Alexander Payne offers Paul Giamatti a role that could well earn him an Oscar nomination.
Since 2002’s About Schmidt with Jack Nicholson, Alexander Payne has always known how to touch the most unpleasant man. In Those Who Remain, the filmmaker plunges into the 1970s – his youth – and takes us to a boarding school in New England.
Photo credit: Seacia Pavao / © 2023 FOCUS FEATURES LLC
The boarding school is called Barton and is for boys only. On the eve of Christmas break, Paul Hunham (Paul Giamatti, who could well receive an Oscar nomination), the institution’s most unpleasant teacher, is responsible for watching over the small group of students who will not be spending the holiday with family. This includes Angus Tully (Dominic Sessa), whose parents are unavailable because his mother has decided to travel to the Caribbean with her new husband.

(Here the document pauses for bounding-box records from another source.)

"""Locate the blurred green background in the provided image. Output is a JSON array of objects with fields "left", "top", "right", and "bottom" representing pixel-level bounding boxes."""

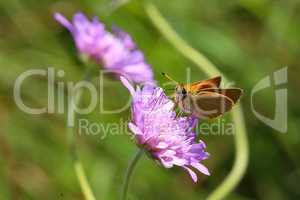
[{"left": 0, "top": 0, "right": 300, "bottom": 200}]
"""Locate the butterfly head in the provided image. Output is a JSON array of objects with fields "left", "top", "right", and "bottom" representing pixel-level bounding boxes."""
[{"left": 175, "top": 84, "right": 187, "bottom": 102}]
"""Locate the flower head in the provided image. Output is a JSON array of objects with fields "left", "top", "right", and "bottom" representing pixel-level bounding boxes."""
[
  {"left": 54, "top": 13, "right": 153, "bottom": 83},
  {"left": 121, "top": 77, "right": 209, "bottom": 182}
]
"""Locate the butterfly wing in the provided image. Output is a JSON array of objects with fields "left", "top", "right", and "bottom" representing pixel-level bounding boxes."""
[
  {"left": 184, "top": 76, "right": 221, "bottom": 93},
  {"left": 200, "top": 88, "right": 243, "bottom": 104},
  {"left": 190, "top": 91, "right": 234, "bottom": 119}
]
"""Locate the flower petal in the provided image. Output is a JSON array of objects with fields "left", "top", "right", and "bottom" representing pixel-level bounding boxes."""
[
  {"left": 120, "top": 76, "right": 135, "bottom": 97},
  {"left": 183, "top": 166, "right": 198, "bottom": 183}
]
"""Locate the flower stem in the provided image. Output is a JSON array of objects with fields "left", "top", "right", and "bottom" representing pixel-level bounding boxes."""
[
  {"left": 145, "top": 2, "right": 249, "bottom": 200},
  {"left": 67, "top": 62, "right": 96, "bottom": 200},
  {"left": 121, "top": 149, "right": 144, "bottom": 200}
]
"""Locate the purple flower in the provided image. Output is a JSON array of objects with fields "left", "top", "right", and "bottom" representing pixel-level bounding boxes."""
[
  {"left": 121, "top": 77, "right": 209, "bottom": 182},
  {"left": 54, "top": 13, "right": 154, "bottom": 83}
]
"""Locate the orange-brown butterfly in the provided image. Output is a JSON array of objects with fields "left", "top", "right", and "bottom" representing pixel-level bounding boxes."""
[{"left": 162, "top": 73, "right": 243, "bottom": 119}]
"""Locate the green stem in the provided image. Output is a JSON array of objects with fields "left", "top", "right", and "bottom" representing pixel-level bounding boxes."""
[
  {"left": 68, "top": 62, "right": 96, "bottom": 200},
  {"left": 145, "top": 2, "right": 249, "bottom": 200},
  {"left": 121, "top": 149, "right": 144, "bottom": 200}
]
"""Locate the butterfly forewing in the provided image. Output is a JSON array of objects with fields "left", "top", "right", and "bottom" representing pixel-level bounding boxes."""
[{"left": 184, "top": 76, "right": 221, "bottom": 93}]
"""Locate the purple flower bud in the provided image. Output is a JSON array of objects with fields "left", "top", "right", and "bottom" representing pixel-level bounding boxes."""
[
  {"left": 121, "top": 77, "right": 210, "bottom": 182},
  {"left": 54, "top": 13, "right": 154, "bottom": 83}
]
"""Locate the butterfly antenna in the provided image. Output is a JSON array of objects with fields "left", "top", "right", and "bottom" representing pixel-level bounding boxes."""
[{"left": 161, "top": 72, "right": 178, "bottom": 84}]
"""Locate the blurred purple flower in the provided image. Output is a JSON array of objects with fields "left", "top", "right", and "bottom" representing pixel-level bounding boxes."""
[
  {"left": 54, "top": 13, "right": 153, "bottom": 83},
  {"left": 121, "top": 77, "right": 209, "bottom": 182}
]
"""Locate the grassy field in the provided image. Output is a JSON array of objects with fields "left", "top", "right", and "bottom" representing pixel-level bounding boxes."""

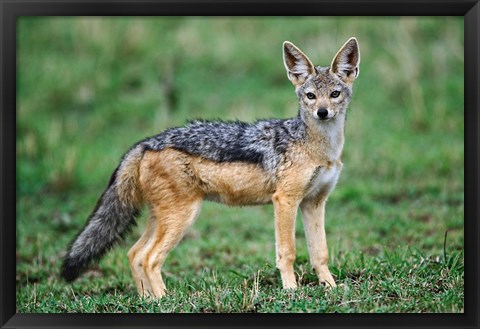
[{"left": 16, "top": 17, "right": 464, "bottom": 313}]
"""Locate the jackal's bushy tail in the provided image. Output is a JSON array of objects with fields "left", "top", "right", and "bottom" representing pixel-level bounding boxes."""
[{"left": 61, "top": 145, "right": 144, "bottom": 282}]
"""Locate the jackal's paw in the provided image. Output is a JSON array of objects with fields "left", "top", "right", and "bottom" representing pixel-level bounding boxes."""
[
  {"left": 319, "top": 280, "right": 337, "bottom": 289},
  {"left": 283, "top": 281, "right": 297, "bottom": 289}
]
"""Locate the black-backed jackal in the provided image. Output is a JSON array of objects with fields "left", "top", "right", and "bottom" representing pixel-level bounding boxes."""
[{"left": 62, "top": 38, "right": 360, "bottom": 297}]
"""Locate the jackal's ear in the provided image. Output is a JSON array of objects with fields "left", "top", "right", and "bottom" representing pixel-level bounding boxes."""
[
  {"left": 330, "top": 38, "right": 360, "bottom": 83},
  {"left": 283, "top": 41, "right": 315, "bottom": 87}
]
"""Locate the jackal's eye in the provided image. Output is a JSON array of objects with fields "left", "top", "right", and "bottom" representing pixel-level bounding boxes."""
[{"left": 330, "top": 90, "right": 340, "bottom": 98}]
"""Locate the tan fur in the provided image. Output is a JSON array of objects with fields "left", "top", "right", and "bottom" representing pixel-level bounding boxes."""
[
  {"left": 129, "top": 133, "right": 341, "bottom": 297},
  {"left": 119, "top": 38, "right": 359, "bottom": 297}
]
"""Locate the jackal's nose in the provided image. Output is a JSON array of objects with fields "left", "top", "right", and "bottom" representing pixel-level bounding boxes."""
[{"left": 317, "top": 108, "right": 328, "bottom": 119}]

As with all of Alexander Payne’s feature films – we will remember “The Descendants” with George Clooney or the great “Nebraska” with Bruce Dern – the script gives the impression of being his own, as it is a mixture of nostalgic memories and old, poorly healed wounds. Here David Hemingson is the author of this sensitive story in which unlikely characters, including the school cook Mary Lamb (Da’Vine Joy Randolph), end up becoming friends.
Those Who Remain will touch you first with its sincerity, then with that mix of humor, severity and immense tenderness that is so characteristic of Alexander Payne’s films. The adventures that the three protagonists will experience warm like a fire and we reach out our hands, eager to receive the warmth.